Do Emissions Goals Make Hydrogen The Only Choice For New Aircraft?
Ask the Editors: The Aviation Week Network invites our readers to submit questions to our editors and analysts. We’ll answer them, and if we can’t we’ll reach out to our wide network of experts for advice.
Driven by the need to store vast amounts of renewable energy, efficiency of the electrolyzers used to produce green hydrogen has improved 80% over the past two years in China. Jet engines can be modified to run on 100% hydrogen with minimal incremental cost. The need for a dramatic reduction in emissions is rising everywhere. Doesn’t this make green hydrogen the only choice for a new aircraft?
France Bureau Chief Thierry Dubois and Senior Propulsion Editor Guy Norris answer:
In energy production investment, renewable sources have overtaken fossil fuels. The next step will be to make renewable power more readily available, thus finding a way to overcome its intermittent nature. In other words, wind and sunshine are not constant.
Despite fast progress, storing electricity in batteries has proven its limits.

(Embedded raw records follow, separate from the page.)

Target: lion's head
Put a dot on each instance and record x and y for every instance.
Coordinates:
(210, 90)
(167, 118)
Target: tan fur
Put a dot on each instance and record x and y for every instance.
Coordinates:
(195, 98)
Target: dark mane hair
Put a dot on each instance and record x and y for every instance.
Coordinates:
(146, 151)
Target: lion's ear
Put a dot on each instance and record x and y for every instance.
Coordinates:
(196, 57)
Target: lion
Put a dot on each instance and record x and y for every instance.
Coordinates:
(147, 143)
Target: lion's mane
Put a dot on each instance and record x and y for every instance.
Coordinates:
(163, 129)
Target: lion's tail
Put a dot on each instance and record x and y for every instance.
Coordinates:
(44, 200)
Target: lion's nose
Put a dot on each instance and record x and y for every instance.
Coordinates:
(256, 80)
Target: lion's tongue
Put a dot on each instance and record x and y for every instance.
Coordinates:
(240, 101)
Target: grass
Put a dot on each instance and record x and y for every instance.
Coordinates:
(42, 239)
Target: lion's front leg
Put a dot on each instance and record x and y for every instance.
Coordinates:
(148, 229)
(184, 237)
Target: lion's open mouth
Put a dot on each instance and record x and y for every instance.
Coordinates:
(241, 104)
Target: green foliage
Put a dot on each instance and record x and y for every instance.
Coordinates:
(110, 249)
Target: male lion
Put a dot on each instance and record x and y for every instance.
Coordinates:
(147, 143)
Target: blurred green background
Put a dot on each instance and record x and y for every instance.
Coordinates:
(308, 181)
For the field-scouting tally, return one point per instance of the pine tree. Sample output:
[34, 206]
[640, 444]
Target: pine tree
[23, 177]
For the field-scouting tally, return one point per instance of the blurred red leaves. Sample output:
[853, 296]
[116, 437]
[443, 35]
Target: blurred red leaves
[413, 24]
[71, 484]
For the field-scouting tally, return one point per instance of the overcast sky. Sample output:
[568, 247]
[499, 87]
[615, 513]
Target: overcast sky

A battery’s specific energy may remain too low for most sectors of commercial aviation, where weight is more important than in other sectors. This is where liquid hydrogen comes into play. Its specific energy looks favorable for aircraft design (see chart), even with the density challenge. Pound for pound, hydrogen contains 200 times more energy than a lithium-ion battery.
Another challenge, as the reader mentions, is the cost of producing hydrogen from renewables. Production cost has to fall more than 50%—to $2-2.50/kg by 2030—to make hydrogen a viable alternative, according to S&P Global Ratings analysts. The credit rating agency recently released a report on the potential global use of hydrogen, not exclusive to aviation.
Rolls-Royce is seeing small, modular nuclear reactors as one potential path. While countries are expanding their wind, solar and other renewable energy sources, small nuclear reactors could also feed electricity to the grid as a zero-carbon source or drive electrolyzers to produce hydrogen.
We could not find a reference to electrolyzer efficiency improvement in China, but the technology is certainly a factor. “Key drivers for continued cost reduction include the industrialization of electrolyzer manufacturing (-25%); improvements in electrolyzer efficiency, operations and maintenance (-10%); and the use of low-cost renewable power (-20%),” says the Hydrogen Council, a group of large companies with interests in future hydrogen use, either as producers or users.
Depending on the method, the efficiency of a water electrolyzer stands between 60-80%, according to Hydrogen Europe Industry, a lobbying association promoting the use value of hydrogen and fuel-cell technologies.
As for manufacturing costs, high-efficiency electrolyzers rely on rare earth materials such as platinum and iridium. These materials account for nearly 50% of the cost of an electrolyzer, according to BioSolar, a California-based developer of energy storage technology and materials.
Then will come the cost of liquefaction. In September, Energy conglomerate Engie and space launcher manufacturer ArianeGroup signed a cooperation agreement in the field of renewable liquid hydrogen “to accelerate the decarbonization of heavy-duty and long-distance transportation” by sea and road. The idea is to halve the energy consumption and cost of the liquefaction process.
Liquefaction involves a temperature of -253C (-423F), which is complex and expensive. Thanks to progress in the maritime and road transport industries, the production and liquefaction infrastructures for hydrogen will probably be in place when aviation needs them. If aviation needs additional infrastructure, technologies will already be mastered.
Would it be financially risky to develop an aircraft that would not use “green” hydrogen? Yes, this is a possibility. More generally, emitting greenhouse gases may become extremely expensive as taxes and the effects of market-based measures grow with public pressure.
Editor's note: The table with this article was updated to correct the energy denisity unit of measure.